I've rolled this new behavior out to all of the App Bar examples to demonstrate how much code it removes. I expect this to be a large win for client teams that are integrating with the App Bar.
The underlying implementation of this new behavior relies on KVO of the scroll view's contentOffset property. We manage registration of KVO events through the fhv_startObservingContentOffset and fhv_stopObservingContentOffset APIs.
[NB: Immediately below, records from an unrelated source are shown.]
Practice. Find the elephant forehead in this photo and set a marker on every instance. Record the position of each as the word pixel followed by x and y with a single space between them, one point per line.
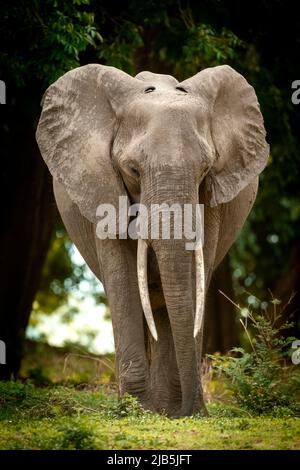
pixel 165 105
pixel 157 79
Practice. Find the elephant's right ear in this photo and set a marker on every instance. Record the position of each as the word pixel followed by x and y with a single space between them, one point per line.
pixel 76 130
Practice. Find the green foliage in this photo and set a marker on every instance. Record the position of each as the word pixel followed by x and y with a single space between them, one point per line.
pixel 127 406
pixel 263 380
pixel 66 418
pixel 120 48
pixel 57 32
pixel 205 47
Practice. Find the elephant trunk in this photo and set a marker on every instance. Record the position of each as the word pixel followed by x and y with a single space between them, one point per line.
pixel 179 269
pixel 176 272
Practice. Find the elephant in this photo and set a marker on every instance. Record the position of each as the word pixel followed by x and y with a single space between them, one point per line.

Prior to iOS 11, the KVO implementation of observers required that you deregister any observers from an object before it is deallocated. As such, if a client wishes to use this behavior and they also support iOS 10.* or below, they must also explicitly nil out the tracking scroll view before it is deallocated. This is required because we keep a weak reference to the tracking scroll view (for a variety of important reasons, namely: avoiding retain cycles and ensuring we don't keep the tracking scroll view alive longer than its owning controller). Because of the weak reference, we can't rely on our own dealloc method being invoked before the tracking scroll view is deallocated. As such, only the client who provided us with a tracking scroll view is capable of making an informed decision as to when to nil out the tracking scroll view. In essence, this behavior comes with a KVO contract (a cost) while providing a much easier integration experience (the benefit).
If a client supports iOS 11 and up, they can simply enable this behavior with no additional code.
Closes https://github.com/material-components/material-components-ios/issues/347
This enables the new FlexibleHeader/AppBar behavior that correctly updates the content view controller's safe area insets/top layout guide to match the flexible header's height and sets the frame of the content view controller to match the bounds of the container view controller.
As part of this change, we were able to remove the Catalog logic that would manually adjust the frame of examples that did not have a scroll view. Examples are now expected to adjust their content according to the top layout guide / safe area insets, as can be seen in the ButtonsTypicalUse example.
Examples that *do* have a scroll view will also now make use of the correct top layout guide / safe area insets behavior. This behavioral change can most notably be seen in the ActivityIndicator example, which no longer has a 20 point "dead zone" above the table view.